About a year ago, I happened upon this statement about the Monitor in the Harvard Business Review – under the charming heading of “do things that don’t interest you”:

“Many things that end up” being meaningful, writes social scientist Joseph Grenny, “have come from conference workshops, articles, or online videos that began as a chore and ended with an insight. My work in Kenya, for example, was heavily influenced by a Christian Science Monitor article I had forced myself to read 10 years earlier. Sometimes, we call things ‘boring’ simply because they lie outside the box we are currently in.”

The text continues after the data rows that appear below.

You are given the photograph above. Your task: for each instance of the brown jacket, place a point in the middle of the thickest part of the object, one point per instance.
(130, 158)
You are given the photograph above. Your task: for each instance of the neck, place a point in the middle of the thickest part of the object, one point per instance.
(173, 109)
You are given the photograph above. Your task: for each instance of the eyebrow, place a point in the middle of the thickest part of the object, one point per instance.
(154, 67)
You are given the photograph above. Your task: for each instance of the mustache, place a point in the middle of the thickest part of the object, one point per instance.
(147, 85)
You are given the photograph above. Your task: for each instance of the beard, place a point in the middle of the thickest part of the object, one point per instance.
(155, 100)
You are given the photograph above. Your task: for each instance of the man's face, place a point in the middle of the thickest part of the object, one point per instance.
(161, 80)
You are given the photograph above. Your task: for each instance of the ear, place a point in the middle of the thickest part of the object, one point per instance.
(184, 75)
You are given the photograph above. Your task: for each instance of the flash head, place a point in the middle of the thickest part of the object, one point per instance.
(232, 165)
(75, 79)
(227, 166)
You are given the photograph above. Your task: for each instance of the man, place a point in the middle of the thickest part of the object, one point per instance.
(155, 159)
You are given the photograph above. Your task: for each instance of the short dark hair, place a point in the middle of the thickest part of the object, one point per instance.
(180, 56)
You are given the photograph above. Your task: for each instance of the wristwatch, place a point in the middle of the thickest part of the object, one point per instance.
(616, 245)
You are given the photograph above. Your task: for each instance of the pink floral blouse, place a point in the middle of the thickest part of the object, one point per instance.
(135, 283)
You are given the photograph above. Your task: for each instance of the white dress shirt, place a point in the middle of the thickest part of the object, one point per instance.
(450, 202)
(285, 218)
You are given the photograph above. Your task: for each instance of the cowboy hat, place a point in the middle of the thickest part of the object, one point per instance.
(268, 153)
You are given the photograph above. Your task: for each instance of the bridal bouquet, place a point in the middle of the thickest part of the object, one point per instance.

If you were to come up with a punchline to a joke about the Monitor, that would probably be it. We’re seen as being global, fair, insightful, and perhaps a bit too earnest. We’re the bran muffin of journalism.

But you know what? We change lives. And I’m going to argue that we change lives precisely because we force open that too-small box that most human beings think they live in.

The Monitor is a peculiar little publication that’s hard for the world to figure out. We’re run by a church, but we’re not only for church members and we’re not about converting people. We’re known as being fair even as the world becomes as polarized as at any time since the newspaper’s founding in 1908.

We have a mission beyond circulation, we want to bridge divides. We’re about kicking down the door of thought everywhere and saying, “You are bigger and more capable than you realize. And we can prove it.”